The risk of environmental damages range from salmon habitat destruction in an area estimated 24 to 94 miles, failures in water treatment, toxic spills, among others.
On the other hand, the economic impact would also be critical. Bristol Bay ecosystem generates economic activity and provides employment for over 14,000 full and part-time workers.
Over the course of the assessment, EPA received and considered comments of involved parties such as Native Tribes, representatives of the fishing industry, conservation organizations, and member of the community and Congress, among others.
The Commercial Fishermen for Bristol Bay also reacted. If Pebble Mine starts operating, USD1.5 billion will be lost annually.

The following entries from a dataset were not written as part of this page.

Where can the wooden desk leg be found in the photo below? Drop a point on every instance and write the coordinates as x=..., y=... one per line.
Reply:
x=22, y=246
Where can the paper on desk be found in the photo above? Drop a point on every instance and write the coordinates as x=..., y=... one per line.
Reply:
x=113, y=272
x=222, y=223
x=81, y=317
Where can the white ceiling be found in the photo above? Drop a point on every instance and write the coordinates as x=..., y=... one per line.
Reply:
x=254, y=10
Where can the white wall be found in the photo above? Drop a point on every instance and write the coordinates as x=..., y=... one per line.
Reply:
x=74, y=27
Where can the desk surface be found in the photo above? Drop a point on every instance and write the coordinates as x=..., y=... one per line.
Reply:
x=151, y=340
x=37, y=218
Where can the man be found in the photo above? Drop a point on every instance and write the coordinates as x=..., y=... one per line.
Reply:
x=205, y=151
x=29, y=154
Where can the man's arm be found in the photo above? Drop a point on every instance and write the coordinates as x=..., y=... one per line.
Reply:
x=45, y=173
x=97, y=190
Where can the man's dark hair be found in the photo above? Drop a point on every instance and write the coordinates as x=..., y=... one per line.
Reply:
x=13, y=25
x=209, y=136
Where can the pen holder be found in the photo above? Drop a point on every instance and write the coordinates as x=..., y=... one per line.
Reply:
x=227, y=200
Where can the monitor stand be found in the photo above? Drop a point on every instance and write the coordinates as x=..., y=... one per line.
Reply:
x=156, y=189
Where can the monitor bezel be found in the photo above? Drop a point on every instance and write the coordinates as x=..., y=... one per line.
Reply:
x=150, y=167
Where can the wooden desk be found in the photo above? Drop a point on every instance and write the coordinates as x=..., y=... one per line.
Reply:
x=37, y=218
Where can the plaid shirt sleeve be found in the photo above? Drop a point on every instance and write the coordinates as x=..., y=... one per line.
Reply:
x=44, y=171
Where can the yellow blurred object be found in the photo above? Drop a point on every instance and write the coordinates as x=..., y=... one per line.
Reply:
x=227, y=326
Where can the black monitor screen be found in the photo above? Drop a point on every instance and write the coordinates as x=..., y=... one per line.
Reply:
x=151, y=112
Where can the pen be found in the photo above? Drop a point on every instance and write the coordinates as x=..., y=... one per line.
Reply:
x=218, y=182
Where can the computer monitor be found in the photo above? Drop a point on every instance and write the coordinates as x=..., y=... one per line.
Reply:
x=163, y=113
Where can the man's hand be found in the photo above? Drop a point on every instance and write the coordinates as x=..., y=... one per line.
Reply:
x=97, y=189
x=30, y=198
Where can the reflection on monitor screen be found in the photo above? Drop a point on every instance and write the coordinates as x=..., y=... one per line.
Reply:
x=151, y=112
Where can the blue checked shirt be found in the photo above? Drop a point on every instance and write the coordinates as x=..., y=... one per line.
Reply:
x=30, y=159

Bob Waldrop, executive director of the Bristol Bay Regional Seafood Development Association said, “We implore the Obama Administration and EPA to invoke a swift 404(c) determination so we can continue to fish for generations and maintain Bristol Bay’s sustainability, as fishermen have for over 125 years.”
The fishery is responsible for almost 50 per cent of all wild sockeye salmon harvested worldwide and an average of 32 million-sockeye return to Bristol Bay every year.
The region supports all five species of Pacific salmon found in North America: sockeye, coho, IHCnook, chum and pink. In addition, it is home to more than 20 other fish species, 190 bird species, and more than 40 terrestrial mammals.